Prada Bags Beat Dashing Hats


I thought we were done with Sex and the City. I had hoped that a television show that determined feminism to be professional women who can only talk about sex and shopping had outlived its welcome. Well, the movie that should never have been made has now had the best opening weekend ever for an R-rated comedy, and has even trumped Indiana Jones for box-office supremacy. And I'm here to bury it, not praise it. Why? Because I can (note the sarcasm).

Sex and the City is a microcosm with everything wrong with the treatment of professional women in this country.

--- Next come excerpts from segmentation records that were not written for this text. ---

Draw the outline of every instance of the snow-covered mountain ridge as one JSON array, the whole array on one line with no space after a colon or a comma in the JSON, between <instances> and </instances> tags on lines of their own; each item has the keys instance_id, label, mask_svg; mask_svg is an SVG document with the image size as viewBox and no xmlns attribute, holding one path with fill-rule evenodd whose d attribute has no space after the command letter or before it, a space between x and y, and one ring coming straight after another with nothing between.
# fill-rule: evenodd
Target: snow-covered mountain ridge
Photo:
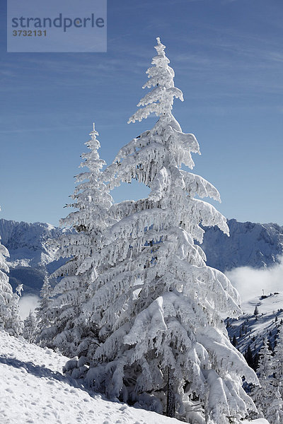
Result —
<instances>
[{"instance_id":1,"label":"snow-covered mountain ridge","mask_svg":"<svg viewBox=\"0 0 283 424\"><path fill-rule=\"evenodd\" d=\"M282 254L283 227L234 219L229 220L228 225L230 237L216 227L206 228L202 247L210 266L221 271L244 266L260 268L275 263ZM10 278L14 288L23 283L24 293L38 294L45 273L58 266L45 242L62 231L47 223L0 219L0 235L10 252Z\"/></svg>"},{"instance_id":2,"label":"snow-covered mountain ridge","mask_svg":"<svg viewBox=\"0 0 283 424\"><path fill-rule=\"evenodd\" d=\"M225 271L239 266L260 268L279 260L283 252L283 227L277 224L228 220L230 237L216 227L205 228L202 248L207 264Z\"/></svg>"},{"instance_id":3,"label":"snow-covered mountain ridge","mask_svg":"<svg viewBox=\"0 0 283 424\"><path fill-rule=\"evenodd\" d=\"M25 294L39 293L44 276L58 266L54 252L46 248L45 242L62 232L51 224L0 219L1 242L10 253L7 262L13 288L23 283Z\"/></svg>"},{"instance_id":4,"label":"snow-covered mountain ridge","mask_svg":"<svg viewBox=\"0 0 283 424\"><path fill-rule=\"evenodd\" d=\"M258 314L255 315L256 307ZM255 297L243 302L241 308L243 315L238 319L229 319L226 322L231 341L234 338L237 348L243 354L248 346L253 355L258 353L264 338L269 341L274 349L277 330L282 328L283 324L283 293Z\"/></svg>"}]
</instances>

There's nothing wrong with successful women being able to screw around, but the show depicts women who have everything going right for them as still hopelessly dependent on men to make their lives somewhat meaningful. There's also the constant, never ending dependency on consumerism in their lives. When men aren't plentiful, material goods will have to do, usually clothing that's purpose is to attract men.

No one seems to remember that the show was created by a man, or that men wrote nearly half of the episodes and directed just about all of them. Darren Star, the creator, is an openly gay man who doesn't seem to know how to write women other than as a gay men. What's worse is that so many women who have no place identifying with the show somehow did (a fact spoofed on the Simpsons, when Patti and Selma Bouvier commented that the show "Nookie in New York" was so like their life"). And there have been a whole slew of imitators, such as Lipstick Jungle and Cashmere Mafia that, to borrow a phrase from Cinematical's Ryan Stewart, are possibly the two worst things to happen to New York since 9/11.

Apparently this depiction of women is only getting stronger, and has now trumped the depiction of say, a hard-assed Russian spy and a top notch archaeologist who can outdrink frickin' Indiana Jones. This is why I want to date a girl who has as much of a sense of fashion as I do, which mainly consists of having few pieces of clothing in their wardrobe that are not incorrectly sized and/or stained.